2 comments on “Political Order and Political Decay

  1. [if China] had faced a serious risk of being conquered in the 17th and 18th centuries

    That is an odd thing to say when China spent most of the 17th century actually being conquered. Of course, that meant that the Qing were arrogant in the 18th century.

    bureaucracies caring about their long-term revenue source, when individual politicians don’t hold power long enough to care about the long term

    Do you anthropomorphize bureaucracies? If you can usefully think about them as coherent agents, you should elaborate.
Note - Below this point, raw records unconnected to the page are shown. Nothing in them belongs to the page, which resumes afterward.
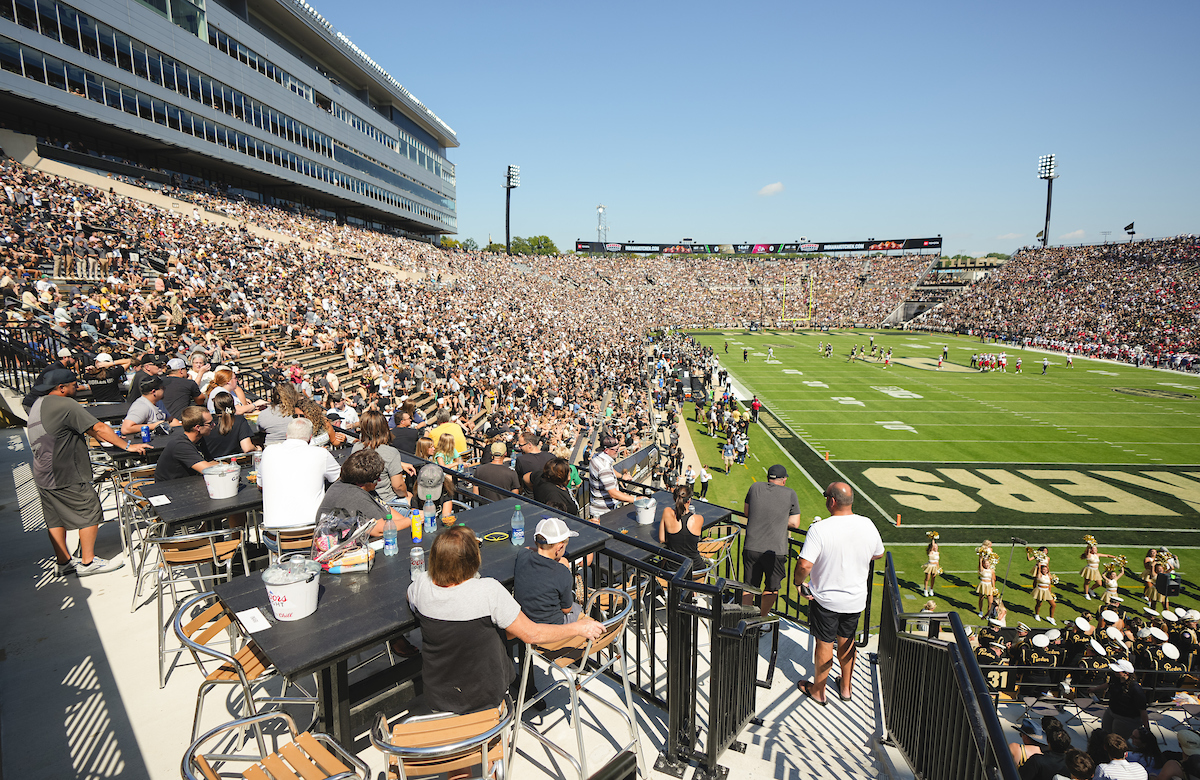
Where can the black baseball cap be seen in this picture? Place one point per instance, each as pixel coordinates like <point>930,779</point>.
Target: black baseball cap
<point>54,378</point>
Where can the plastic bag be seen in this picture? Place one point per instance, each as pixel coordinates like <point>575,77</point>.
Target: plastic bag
<point>337,535</point>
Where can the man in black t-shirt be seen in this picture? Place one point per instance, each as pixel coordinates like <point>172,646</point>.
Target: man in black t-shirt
<point>532,459</point>
<point>405,436</point>
<point>178,391</point>
<point>149,367</point>
<point>186,455</point>
<point>105,378</point>
<point>497,473</point>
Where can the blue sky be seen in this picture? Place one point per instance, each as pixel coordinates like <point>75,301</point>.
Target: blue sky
<point>873,119</point>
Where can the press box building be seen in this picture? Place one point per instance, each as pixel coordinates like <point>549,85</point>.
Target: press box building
<point>263,96</point>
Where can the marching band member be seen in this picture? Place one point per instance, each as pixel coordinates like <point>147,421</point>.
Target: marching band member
<point>987,588</point>
<point>1043,582</point>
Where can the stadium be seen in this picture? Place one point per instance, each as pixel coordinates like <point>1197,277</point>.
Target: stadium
<point>239,187</point>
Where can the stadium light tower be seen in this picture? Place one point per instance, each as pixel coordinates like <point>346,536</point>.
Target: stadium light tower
<point>511,181</point>
<point>1047,171</point>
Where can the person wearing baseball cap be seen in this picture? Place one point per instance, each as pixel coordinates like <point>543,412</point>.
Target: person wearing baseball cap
<point>58,427</point>
<point>1127,700</point>
<point>605,490</point>
<point>496,472</point>
<point>66,361</point>
<point>543,582</point>
<point>178,391</point>
<point>105,378</point>
<point>149,366</point>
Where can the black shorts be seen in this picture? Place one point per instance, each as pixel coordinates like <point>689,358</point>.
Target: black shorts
<point>73,507</point>
<point>767,565</point>
<point>827,625</point>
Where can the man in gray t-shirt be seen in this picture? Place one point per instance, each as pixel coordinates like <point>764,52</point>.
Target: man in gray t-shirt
<point>57,433</point>
<point>772,509</point>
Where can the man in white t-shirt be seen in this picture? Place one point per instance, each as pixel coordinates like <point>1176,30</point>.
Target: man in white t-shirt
<point>838,553</point>
<point>293,475</point>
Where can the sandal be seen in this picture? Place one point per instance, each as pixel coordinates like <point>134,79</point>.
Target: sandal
<point>805,688</point>
<point>837,683</point>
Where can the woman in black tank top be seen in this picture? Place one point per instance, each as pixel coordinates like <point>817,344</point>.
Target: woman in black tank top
<point>679,528</point>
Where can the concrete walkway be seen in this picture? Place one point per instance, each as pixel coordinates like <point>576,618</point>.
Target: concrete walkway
<point>79,694</point>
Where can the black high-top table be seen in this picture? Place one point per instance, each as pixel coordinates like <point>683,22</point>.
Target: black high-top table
<point>359,611</point>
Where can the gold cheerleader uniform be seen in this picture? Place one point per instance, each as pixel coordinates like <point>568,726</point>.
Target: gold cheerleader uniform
<point>987,583</point>
<point>1151,591</point>
<point>1110,592</point>
<point>1042,588</point>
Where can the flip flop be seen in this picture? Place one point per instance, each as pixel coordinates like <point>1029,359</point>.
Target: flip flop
<point>804,685</point>
<point>837,684</point>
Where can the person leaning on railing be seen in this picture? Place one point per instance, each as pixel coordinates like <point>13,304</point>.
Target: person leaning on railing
<point>838,553</point>
<point>463,623</point>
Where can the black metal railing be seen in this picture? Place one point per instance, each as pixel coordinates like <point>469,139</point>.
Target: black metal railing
<point>936,707</point>
<point>731,685</point>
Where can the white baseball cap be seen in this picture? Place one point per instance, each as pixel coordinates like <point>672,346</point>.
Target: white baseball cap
<point>553,531</point>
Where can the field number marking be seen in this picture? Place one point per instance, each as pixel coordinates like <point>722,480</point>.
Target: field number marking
<point>895,425</point>
<point>898,393</point>
<point>1018,490</point>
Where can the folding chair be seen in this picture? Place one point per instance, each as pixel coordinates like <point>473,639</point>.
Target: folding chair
<point>281,541</point>
<point>577,661</point>
<point>312,756</point>
<point>447,744</point>
<point>180,561</point>
<point>717,550</point>
<point>244,667</point>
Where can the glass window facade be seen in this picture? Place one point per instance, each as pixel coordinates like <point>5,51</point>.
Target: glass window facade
<point>67,25</point>
<point>42,67</point>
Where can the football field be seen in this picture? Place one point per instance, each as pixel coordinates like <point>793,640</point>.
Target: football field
<point>1097,448</point>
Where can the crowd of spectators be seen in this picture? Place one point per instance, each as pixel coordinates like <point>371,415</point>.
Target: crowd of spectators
<point>1137,303</point>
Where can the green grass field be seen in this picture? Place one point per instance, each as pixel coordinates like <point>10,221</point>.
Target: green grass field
<point>1099,448</point>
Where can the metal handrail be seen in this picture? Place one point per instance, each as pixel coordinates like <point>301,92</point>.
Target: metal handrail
<point>940,681</point>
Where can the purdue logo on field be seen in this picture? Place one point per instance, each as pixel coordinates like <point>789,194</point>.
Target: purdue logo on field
<point>943,491</point>
<point>1152,393</point>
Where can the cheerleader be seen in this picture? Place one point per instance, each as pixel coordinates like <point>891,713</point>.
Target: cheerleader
<point>1091,573</point>
<point>1042,555</point>
<point>987,588</point>
<point>1042,585</point>
<point>1147,576</point>
<point>931,569</point>
<point>1113,573</point>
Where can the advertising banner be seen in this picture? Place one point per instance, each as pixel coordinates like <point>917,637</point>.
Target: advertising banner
<point>807,247</point>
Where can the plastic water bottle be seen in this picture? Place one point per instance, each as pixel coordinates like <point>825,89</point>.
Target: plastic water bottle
<point>431,515</point>
<point>390,537</point>
<point>517,525</point>
<point>415,521</point>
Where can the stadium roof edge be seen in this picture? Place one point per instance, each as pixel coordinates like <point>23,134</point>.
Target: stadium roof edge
<point>353,58</point>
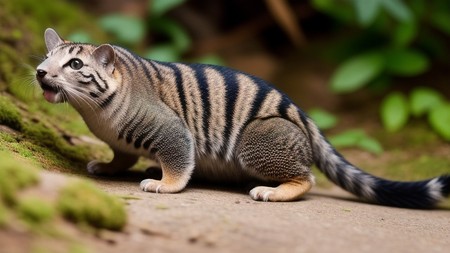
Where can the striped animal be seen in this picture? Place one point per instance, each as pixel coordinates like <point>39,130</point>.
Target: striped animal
<point>209,121</point>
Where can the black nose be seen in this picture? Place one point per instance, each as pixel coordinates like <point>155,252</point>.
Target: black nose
<point>41,73</point>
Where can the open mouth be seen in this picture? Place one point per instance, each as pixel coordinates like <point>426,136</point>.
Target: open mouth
<point>51,93</point>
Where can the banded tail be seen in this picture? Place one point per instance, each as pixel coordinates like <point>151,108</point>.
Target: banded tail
<point>419,195</point>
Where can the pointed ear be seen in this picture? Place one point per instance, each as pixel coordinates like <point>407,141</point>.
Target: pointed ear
<point>105,56</point>
<point>52,39</point>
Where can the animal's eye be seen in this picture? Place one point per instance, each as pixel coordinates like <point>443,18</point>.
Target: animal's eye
<point>76,64</point>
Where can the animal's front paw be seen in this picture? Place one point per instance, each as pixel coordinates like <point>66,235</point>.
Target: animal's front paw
<point>157,186</point>
<point>262,193</point>
<point>98,168</point>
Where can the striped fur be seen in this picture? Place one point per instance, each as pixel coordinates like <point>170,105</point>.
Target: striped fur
<point>212,121</point>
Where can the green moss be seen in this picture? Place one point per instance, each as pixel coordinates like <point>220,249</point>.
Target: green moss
<point>9,115</point>
<point>4,215</point>
<point>14,176</point>
<point>83,203</point>
<point>35,211</point>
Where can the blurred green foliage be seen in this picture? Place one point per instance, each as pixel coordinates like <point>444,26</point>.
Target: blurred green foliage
<point>173,40</point>
<point>351,138</point>
<point>392,39</point>
<point>397,109</point>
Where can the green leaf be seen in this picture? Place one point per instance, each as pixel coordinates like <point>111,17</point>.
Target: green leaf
<point>177,34</point>
<point>371,145</point>
<point>323,119</point>
<point>159,7</point>
<point>439,119</point>
<point>397,9</point>
<point>366,11</point>
<point>347,139</point>
<point>406,62</point>
<point>167,53</point>
<point>356,138</point>
<point>441,20</point>
<point>423,100</point>
<point>394,111</point>
<point>357,72</point>
<point>404,34</point>
<point>127,29</point>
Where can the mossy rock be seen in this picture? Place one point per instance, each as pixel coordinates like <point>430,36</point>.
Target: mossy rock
<point>9,115</point>
<point>35,211</point>
<point>14,176</point>
<point>83,203</point>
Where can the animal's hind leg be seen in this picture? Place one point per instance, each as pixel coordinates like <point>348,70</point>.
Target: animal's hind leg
<point>276,149</point>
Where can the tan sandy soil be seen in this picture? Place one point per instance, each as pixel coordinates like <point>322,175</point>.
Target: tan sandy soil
<point>204,219</point>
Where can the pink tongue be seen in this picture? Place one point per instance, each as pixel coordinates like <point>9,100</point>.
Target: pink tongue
<point>49,96</point>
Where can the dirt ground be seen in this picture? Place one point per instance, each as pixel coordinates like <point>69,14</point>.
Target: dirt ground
<point>210,219</point>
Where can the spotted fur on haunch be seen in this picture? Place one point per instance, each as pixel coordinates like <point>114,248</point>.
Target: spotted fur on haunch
<point>213,122</point>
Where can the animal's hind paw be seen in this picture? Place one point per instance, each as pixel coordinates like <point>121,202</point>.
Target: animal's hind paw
<point>262,193</point>
<point>157,186</point>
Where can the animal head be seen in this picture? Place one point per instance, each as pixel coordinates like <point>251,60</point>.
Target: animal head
<point>81,74</point>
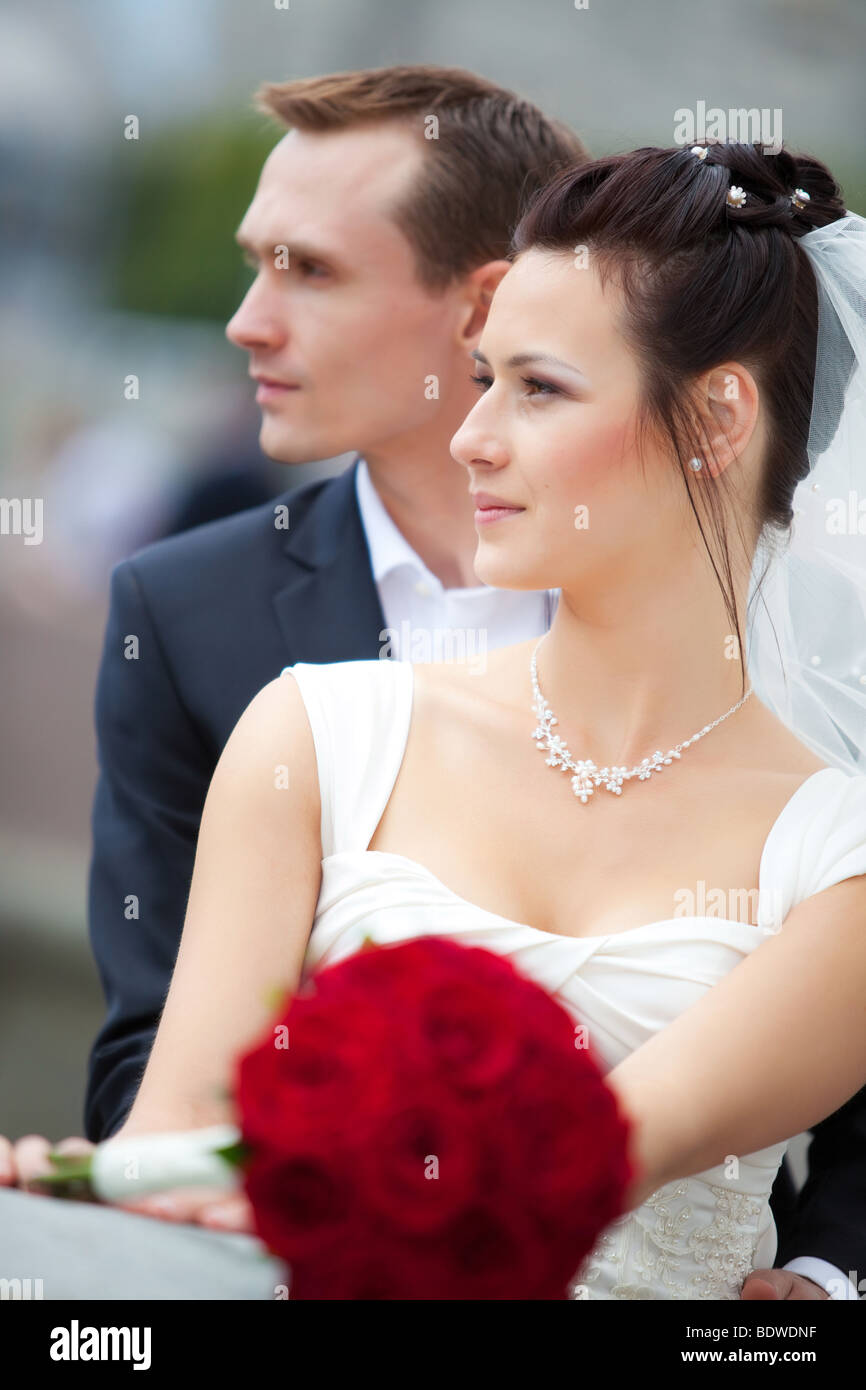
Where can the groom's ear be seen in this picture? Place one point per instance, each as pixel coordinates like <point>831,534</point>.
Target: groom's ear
<point>477,292</point>
<point>727,402</point>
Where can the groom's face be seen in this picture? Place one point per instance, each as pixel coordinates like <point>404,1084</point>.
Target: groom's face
<point>338,320</point>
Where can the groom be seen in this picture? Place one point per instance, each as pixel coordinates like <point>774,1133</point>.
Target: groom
<point>378,234</point>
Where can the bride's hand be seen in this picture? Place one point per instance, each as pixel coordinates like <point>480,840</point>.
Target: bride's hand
<point>27,1159</point>
<point>209,1207</point>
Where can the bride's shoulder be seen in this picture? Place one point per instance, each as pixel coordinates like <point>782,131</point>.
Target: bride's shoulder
<point>477,685</point>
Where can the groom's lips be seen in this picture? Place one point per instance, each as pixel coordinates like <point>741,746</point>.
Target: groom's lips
<point>492,509</point>
<point>270,388</point>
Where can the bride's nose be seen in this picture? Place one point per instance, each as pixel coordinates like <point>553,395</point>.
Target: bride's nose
<point>476,444</point>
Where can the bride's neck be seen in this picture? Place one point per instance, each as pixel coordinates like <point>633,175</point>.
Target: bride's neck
<point>630,673</point>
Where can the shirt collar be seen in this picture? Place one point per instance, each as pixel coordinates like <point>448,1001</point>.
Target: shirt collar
<point>387,544</point>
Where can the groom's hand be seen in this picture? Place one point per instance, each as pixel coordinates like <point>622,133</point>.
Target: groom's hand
<point>780,1283</point>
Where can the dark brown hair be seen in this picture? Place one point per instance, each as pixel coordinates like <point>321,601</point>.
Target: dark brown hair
<point>492,153</point>
<point>706,282</point>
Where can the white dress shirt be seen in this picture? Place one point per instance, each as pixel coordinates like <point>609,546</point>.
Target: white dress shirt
<point>428,623</point>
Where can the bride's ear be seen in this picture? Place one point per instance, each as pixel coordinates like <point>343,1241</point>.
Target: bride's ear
<point>480,288</point>
<point>727,401</point>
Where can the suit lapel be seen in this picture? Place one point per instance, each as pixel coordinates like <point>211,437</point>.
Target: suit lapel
<point>330,609</point>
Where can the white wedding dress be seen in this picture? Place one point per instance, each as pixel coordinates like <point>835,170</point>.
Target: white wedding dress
<point>692,1239</point>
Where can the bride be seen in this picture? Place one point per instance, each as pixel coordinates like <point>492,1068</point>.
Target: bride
<point>645,387</point>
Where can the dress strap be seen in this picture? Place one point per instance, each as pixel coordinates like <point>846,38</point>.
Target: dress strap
<point>359,713</point>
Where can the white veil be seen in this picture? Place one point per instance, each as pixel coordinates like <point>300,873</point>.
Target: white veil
<point>806,640</point>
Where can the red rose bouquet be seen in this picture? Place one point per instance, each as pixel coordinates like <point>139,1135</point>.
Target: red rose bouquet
<point>421,1123</point>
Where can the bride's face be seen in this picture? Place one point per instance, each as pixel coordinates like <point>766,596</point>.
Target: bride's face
<point>559,438</point>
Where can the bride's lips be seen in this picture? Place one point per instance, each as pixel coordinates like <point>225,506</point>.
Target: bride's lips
<point>492,509</point>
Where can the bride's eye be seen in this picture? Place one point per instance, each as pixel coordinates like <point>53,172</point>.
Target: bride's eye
<point>544,388</point>
<point>481,382</point>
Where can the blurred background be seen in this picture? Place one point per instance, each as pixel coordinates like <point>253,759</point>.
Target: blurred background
<point>117,257</point>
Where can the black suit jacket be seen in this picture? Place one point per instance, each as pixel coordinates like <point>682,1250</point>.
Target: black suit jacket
<point>198,624</point>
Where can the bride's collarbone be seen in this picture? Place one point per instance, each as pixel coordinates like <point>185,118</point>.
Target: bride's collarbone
<point>483,813</point>
<point>576,869</point>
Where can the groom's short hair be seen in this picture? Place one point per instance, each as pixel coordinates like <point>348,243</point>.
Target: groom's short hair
<point>487,153</point>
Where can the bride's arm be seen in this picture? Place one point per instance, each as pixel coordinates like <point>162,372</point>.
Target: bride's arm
<point>250,906</point>
<point>766,1052</point>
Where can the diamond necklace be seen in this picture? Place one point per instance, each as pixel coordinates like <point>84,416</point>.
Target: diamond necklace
<point>585,774</point>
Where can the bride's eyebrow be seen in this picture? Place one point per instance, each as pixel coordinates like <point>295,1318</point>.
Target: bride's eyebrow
<point>523,359</point>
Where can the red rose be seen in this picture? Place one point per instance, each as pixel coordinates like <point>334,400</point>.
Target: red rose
<point>430,1132</point>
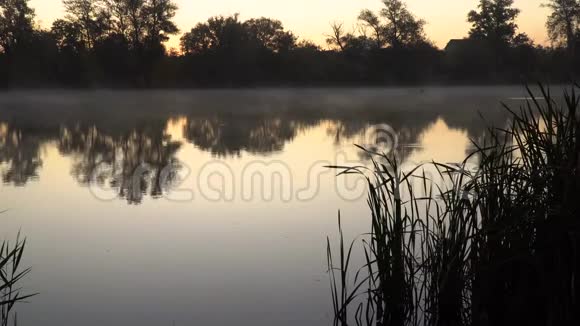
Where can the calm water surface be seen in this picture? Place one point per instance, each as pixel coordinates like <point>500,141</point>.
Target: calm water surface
<point>205,207</point>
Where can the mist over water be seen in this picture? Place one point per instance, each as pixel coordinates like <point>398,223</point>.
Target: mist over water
<point>206,207</point>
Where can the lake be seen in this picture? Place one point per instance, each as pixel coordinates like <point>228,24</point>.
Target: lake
<point>206,207</point>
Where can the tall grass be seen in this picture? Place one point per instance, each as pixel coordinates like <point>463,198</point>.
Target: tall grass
<point>11,274</point>
<point>498,244</point>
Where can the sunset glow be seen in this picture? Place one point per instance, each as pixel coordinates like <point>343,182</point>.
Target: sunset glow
<point>446,19</point>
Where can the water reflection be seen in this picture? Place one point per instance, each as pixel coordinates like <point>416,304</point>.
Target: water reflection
<point>20,157</point>
<point>137,154</point>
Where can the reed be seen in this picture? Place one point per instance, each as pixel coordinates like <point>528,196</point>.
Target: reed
<point>494,245</point>
<point>11,274</point>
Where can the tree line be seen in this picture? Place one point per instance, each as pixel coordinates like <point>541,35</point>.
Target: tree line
<point>122,43</point>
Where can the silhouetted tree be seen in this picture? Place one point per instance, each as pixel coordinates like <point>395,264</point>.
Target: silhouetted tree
<point>400,27</point>
<point>564,22</point>
<point>90,16</point>
<point>494,22</point>
<point>337,38</point>
<point>16,24</point>
<point>270,34</point>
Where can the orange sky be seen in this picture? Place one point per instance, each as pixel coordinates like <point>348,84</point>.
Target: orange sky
<point>310,19</point>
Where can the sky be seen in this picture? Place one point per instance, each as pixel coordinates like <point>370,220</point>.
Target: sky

    But maybe you just mean the incentives of the individual bureaucrats. But then I am concerned about the factual claim that bureaucrats have longer careers than politicians. It seems to me that they have similar careers, climbing the ladder their whole lives. In modern democracies, national leaders have short careers, shorter than top bureaucrats, but I think at other levels it is more similar. I guess democratic politicians spend half of their careers in opposition. But isn’t this book (also) about non-democracies? Maybe the line between politicians and bureaucrats is amorphous in such states.

  2. Douglas, you’re right that I should have said just 18th century. Although it might matter that China’s 17th century turmoil was mostly insurrection, not threats from external governments.

    I model bureaucracies as agents with basic goals such as survival. I’m unclear on what elaboration would be worthwhile.